Place the flour, baking powder, salt, baking soda and butter in the bowl of a mixer and mix on low speed until it reaches a sand-like texture.

2

Add the buttermilk slowly while mixing. Do not overwork. Form into 2 disks and refrigerate for 1 hour.

3

Flour a flat surface and roll out each disk 1/2 inch thick. Trim the dough about 1/2 inch larger than each of 2 (2-quart) casserole dishes that are 2 inches deep. Place each piece of dough on a baking sheet or floured board and poke holes across the top using a fork. Cover with plastic wrap and refrigerate.

This recipe by Buffalo Club’s Patrick Healy makes enough pot pie for a crowd. If you’re serving a smaller group, it can be cut in half.

Sauce

1

Melt 3 tablespoons of the butter in a deep, heavy-bottomed pot over medium heat. Add the shallots and cook for 2 minutes without browning before adding the chicken backs or wings, carrots, onion, celery, leek, thyme, bay leaf and chicken stock. Bring to a boil and simmer for 45 minutes before removing the carrots. Set the carrots aside, covered. Cook the stock for 30 more minutes. When the carrots have cooled slightly, cut them into small uniform pieces and set aside.

2

Add the chicken breasts to the pot and cook at a low simmer until the chicken is cooked through, 18 to 20 minutes. Remove the breasts, cover and set aside. When cool enough to handle, remove the skin and bones and set the meat aside.

3

Meanwhile, strain the stock into another pot and discard all of the solid ingredients. Boil the stock at high heat until it is reduced to a syrupy glaze, about 1 1/2 hours. Stir in the cream and cook over low heat for 5 minutes.

4

Melt the remaining 1/4 cup of butter and mix in the flour. Whisk the roux into the cream mixture with a whisk and continue stirring while cooking over medium heat, 10 minutes. Strain the sauce into a blender container.

5

Blend the sauce until smooth and season to taste with salt and pepper. Set aside to come to room temperature

Filling

1

Soak the dried mushrooms in cold water for 2 to 3 hours, then rinse several times, changing the water each time until the water remains clear.

2

While the mushrooms soak, plunge the asparagus into boiling salted water and cook at a full boil until bright green and crisp-tender, 4 minutes. Remove the asparagus, saving the water, and shock in ice water until cold, 1 minute.

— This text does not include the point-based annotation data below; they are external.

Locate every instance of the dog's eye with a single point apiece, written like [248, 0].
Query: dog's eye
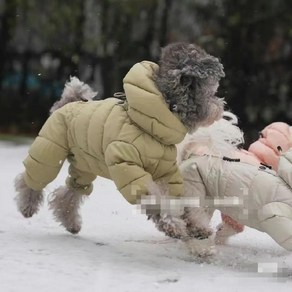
[173, 107]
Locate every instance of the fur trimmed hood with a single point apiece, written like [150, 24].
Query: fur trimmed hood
[147, 107]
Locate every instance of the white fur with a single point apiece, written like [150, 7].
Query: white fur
[220, 139]
[65, 204]
[75, 90]
[27, 200]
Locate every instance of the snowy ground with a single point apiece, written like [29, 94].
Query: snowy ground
[119, 250]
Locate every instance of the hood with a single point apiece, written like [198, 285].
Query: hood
[147, 107]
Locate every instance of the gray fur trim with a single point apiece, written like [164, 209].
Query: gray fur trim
[188, 78]
[75, 90]
[65, 204]
[28, 201]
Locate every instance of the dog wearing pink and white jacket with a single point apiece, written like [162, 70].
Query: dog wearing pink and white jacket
[274, 139]
[239, 183]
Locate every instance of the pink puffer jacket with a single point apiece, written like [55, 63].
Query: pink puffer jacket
[276, 136]
[274, 139]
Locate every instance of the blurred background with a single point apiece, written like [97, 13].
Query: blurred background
[42, 43]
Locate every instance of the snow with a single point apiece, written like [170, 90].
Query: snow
[119, 250]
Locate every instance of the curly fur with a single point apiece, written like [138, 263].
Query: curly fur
[28, 201]
[75, 90]
[188, 78]
[65, 204]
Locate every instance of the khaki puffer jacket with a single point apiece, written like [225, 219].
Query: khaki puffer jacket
[252, 195]
[132, 142]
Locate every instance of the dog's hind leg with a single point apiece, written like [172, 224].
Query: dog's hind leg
[65, 204]
[28, 201]
[226, 229]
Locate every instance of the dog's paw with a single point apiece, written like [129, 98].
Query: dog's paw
[28, 211]
[202, 248]
[225, 231]
[74, 229]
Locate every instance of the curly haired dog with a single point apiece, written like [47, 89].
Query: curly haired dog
[130, 140]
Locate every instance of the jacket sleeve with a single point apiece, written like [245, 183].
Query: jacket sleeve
[127, 170]
[285, 167]
[47, 153]
[276, 220]
[272, 136]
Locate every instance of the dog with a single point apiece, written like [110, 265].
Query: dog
[130, 139]
[219, 174]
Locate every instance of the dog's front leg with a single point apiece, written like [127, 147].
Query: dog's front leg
[198, 240]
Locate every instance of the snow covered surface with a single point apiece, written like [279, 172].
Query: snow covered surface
[119, 250]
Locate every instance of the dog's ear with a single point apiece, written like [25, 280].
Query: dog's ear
[210, 67]
[204, 68]
[188, 81]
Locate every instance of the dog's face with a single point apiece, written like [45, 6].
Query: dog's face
[188, 79]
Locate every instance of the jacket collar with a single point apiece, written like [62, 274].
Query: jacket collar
[147, 107]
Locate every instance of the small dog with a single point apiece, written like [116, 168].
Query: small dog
[219, 175]
[130, 140]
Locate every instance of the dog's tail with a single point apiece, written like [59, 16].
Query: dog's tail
[75, 90]
[221, 138]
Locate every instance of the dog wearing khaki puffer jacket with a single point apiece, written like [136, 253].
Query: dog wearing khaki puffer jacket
[131, 140]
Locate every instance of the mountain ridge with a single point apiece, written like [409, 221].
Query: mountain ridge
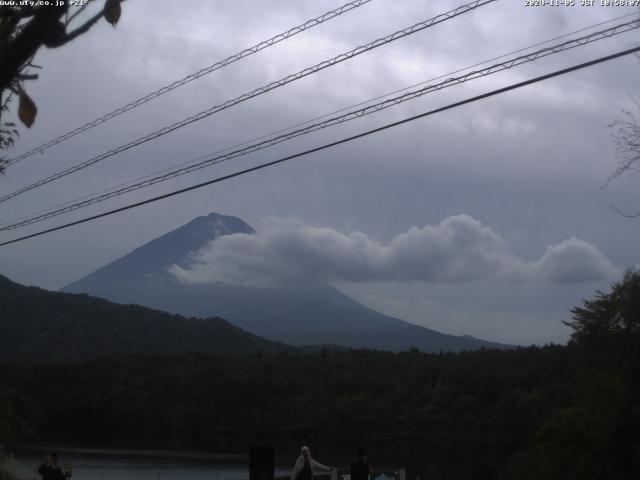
[303, 315]
[41, 325]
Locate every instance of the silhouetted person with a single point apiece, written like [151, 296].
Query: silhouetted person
[50, 469]
[305, 466]
[360, 469]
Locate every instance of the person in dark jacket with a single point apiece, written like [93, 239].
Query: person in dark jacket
[305, 466]
[50, 469]
[360, 469]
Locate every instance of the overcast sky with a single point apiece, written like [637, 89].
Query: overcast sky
[489, 219]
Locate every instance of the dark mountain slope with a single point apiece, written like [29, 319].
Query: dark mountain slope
[299, 315]
[40, 325]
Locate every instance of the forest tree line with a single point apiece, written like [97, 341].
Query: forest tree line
[573, 410]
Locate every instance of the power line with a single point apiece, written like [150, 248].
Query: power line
[530, 57]
[333, 144]
[189, 78]
[306, 122]
[259, 91]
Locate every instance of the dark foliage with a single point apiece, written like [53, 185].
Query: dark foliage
[569, 412]
[39, 325]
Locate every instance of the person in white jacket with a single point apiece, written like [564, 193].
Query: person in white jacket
[305, 466]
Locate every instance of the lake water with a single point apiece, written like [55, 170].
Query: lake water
[103, 464]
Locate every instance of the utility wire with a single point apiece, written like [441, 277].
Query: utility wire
[200, 73]
[259, 91]
[333, 144]
[306, 122]
[207, 162]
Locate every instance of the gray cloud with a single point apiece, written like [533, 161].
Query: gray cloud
[459, 249]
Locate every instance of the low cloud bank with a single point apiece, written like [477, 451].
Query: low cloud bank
[458, 249]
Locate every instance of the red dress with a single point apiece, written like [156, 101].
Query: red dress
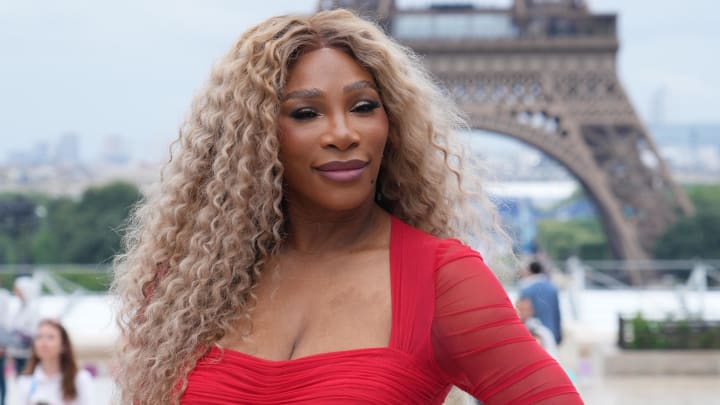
[452, 324]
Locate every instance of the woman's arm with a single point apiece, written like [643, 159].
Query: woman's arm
[483, 347]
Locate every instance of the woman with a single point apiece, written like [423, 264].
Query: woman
[297, 251]
[51, 376]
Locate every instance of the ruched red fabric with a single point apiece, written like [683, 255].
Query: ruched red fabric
[452, 324]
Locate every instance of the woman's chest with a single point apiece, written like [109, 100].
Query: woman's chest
[311, 308]
[380, 375]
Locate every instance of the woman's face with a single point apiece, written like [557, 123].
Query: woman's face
[333, 130]
[48, 343]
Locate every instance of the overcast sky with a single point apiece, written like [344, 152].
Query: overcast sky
[130, 67]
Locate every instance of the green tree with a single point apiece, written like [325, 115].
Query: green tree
[584, 238]
[88, 230]
[697, 235]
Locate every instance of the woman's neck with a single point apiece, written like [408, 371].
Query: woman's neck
[313, 232]
[50, 367]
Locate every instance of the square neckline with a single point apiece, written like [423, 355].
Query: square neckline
[394, 268]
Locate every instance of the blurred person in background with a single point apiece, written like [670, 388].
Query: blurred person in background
[540, 290]
[23, 323]
[51, 376]
[6, 338]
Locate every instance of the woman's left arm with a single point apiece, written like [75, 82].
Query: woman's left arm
[483, 347]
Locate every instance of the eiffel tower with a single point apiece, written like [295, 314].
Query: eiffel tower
[544, 72]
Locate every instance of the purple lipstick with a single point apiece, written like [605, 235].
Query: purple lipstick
[348, 170]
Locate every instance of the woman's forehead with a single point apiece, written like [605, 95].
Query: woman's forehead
[326, 68]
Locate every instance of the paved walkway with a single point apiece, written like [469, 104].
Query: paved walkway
[653, 391]
[609, 391]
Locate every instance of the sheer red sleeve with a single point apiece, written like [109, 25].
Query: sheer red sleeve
[481, 344]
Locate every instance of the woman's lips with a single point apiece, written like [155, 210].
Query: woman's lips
[348, 170]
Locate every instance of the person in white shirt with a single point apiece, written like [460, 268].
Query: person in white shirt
[52, 376]
[23, 324]
[543, 335]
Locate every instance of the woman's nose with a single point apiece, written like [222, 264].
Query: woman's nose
[340, 133]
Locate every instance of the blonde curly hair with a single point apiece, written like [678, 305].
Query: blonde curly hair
[195, 250]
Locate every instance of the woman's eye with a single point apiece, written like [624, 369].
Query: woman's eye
[365, 106]
[304, 114]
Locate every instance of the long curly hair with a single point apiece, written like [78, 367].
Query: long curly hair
[195, 249]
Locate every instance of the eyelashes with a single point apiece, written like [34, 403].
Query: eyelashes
[361, 107]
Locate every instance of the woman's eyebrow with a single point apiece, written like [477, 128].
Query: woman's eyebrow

Drain and set aside.

3

Trim the stem side of the beans, leaving the curly pointed tip intact. Cut the beans in half and cook them in the same boiling water used for asparagus until bright green and crisp-tender, 4 to 5 minutes. Drain and plunge the beans into ice water for 1 minute. Drain and set aside.

4

Bring another large pot of water to a boil. Add the sugar then the corn. Boil the corn until tender, 5 to 8 minutes. You can pull an ear out of the water, cut off a kernel or two, and taste for tenderness. Remove the corn, saving the water, and set aside until the corn is cool enough to handle. Cut the kernels off the cob and set aside, covered.

5

Plunge the onions into the same boiling water and cook until tender, 2 to 3 minutes. Remove and let cool. Cut away the knob and slide the outside skin off the onion. Set aside.

Assembly

1

Heat the oven to 350 degrees. Combine the Filling, mushrooms, chives and the Sauce and divide between the baking dishes. Lay the Biscuit Crust on top of the filling and sprinkle lightly with flour (this gives the crust a more rustic look).

2

Bake until the crust is golden brown and the pies are cooked through, 35 to 40 minutes.